Fenerbahçe, golcünün bonservisini 8 taksite bölerek aldı. Bu da büyük bir transfer başarısı olarak duyuruldu. 6 ayda bir 2.5 milyon Euro ödeneceği konuşuluyor. Akıllara, borcun uzun vadeye yayılması finansal anlamda rahatlama sağlıyor gibi gözükse de döviz kurunun oynak zeminde 6 ay ya da 1 yıl içerisinde nereye gideceği bilinmiyor. Acaba sözleşmede kurun sabit kalacağına dair bir madde yapıldı mı, bilinmiyor. Mesela yayıncı kuruluş bu işlemi çok iyi yapabiliyor.
Bonservis rekoru kırılarak alınan golcü kaç gol atar, kaç asist yapar bilinmez ama umarız taksit modası ileride sorun yaratmaz.
Mourinho Takımından Memnun Mu?
Sarı lacivertlilerin sezonu açmasının üzerinden bir ay geçti. Çalışmalar, hazırlık maçları derken Salı akşamı Avrupa serüvenine merhaba dediler. Sentetik çime rağmen Lugano karşısında alınan galibiyet camiayı biraz rahatlattı. Özellikle maçlara gittiği zaman kaybeden Ali Koç’un maça gitmesine rağmen kazanıldı. Sezon başı ilk resmi maçlar her zaman zor geçer; artı olan şey, Fenerbahçe için oturmuş bir takım olması. Portekizli hocanın tarafından bakıldığında ise hoca rengini belli etmiyor ama sanki takımının yavaş oyunundan dolayı biraz düşünceli.

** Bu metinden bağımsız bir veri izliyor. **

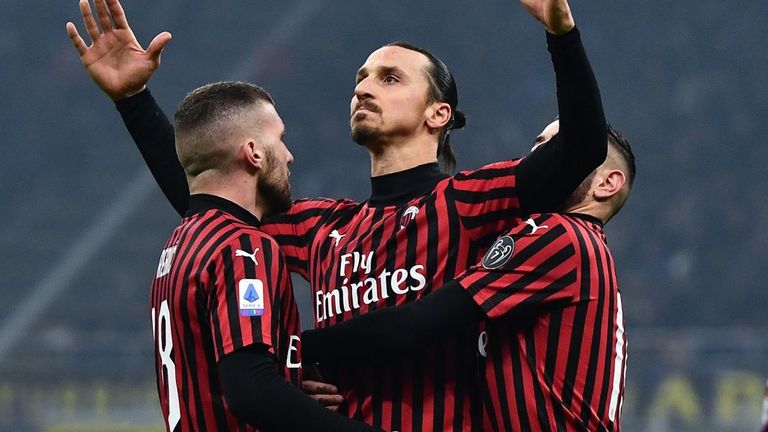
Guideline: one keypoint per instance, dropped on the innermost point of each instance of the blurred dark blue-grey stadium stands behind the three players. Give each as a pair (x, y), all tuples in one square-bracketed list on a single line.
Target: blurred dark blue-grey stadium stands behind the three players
[(82, 223)]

Kolay yenilen gollere karşı önlem de alacaktır. Yavaş oyun, sol kanatta Kent'in istenilen hızı ve performansı bulamamış olmasından kaynaklanıyor. Hoca, hazırlık maçları ve Lugano maçı dahil hepsinde Kent'i 11'de başlattı. Diğer yavaşlama sorunu ise Krunić’in ağır kalması ve Fred’e ayak uyduramaması; hocanın bunu fark ederek orta saha için bir oyuncu talep etmesine neden oldu. Defans hattı güven vermedi. Tadić ve Szymański'nin performansları ve golcülerin formu, Mourinho’nun yüzünü güldüren durumlar oldu.
Sarı-lacivertlilerin geniş bir kadro derinliği var ve bu, Avrupa ve lig için yeterli gibi görünüyor. Ancak Lugano maçı sonrası gelecek olan Lille güçlü bir takım; o maçlar Fenerbahçe’nin gideceği yolu belirler. Mourinho, esas sınavlarına Ağustos ayı itibarıyla başlayacak.
Avrupa Serüvenimiz Güzel Başladı
Ülke puanı her daim önemlidir. Kazanılan her puan, UEFA sıralamasında üst sıralara çıkmamızı sağlıyor. Salı akşamı Fenerbahçe kazandı, dün akşam Trabzonspor Slovakya’da kazanarak tur kapısını araladı. Başakşehir, çok rahat bir oyunla fark attı. Oynadığımız takımlar tabii ki ölçü değil ama alınan puanlar ve geçilen turlar, ilerisi için hem moral hem de puan kazandıracak.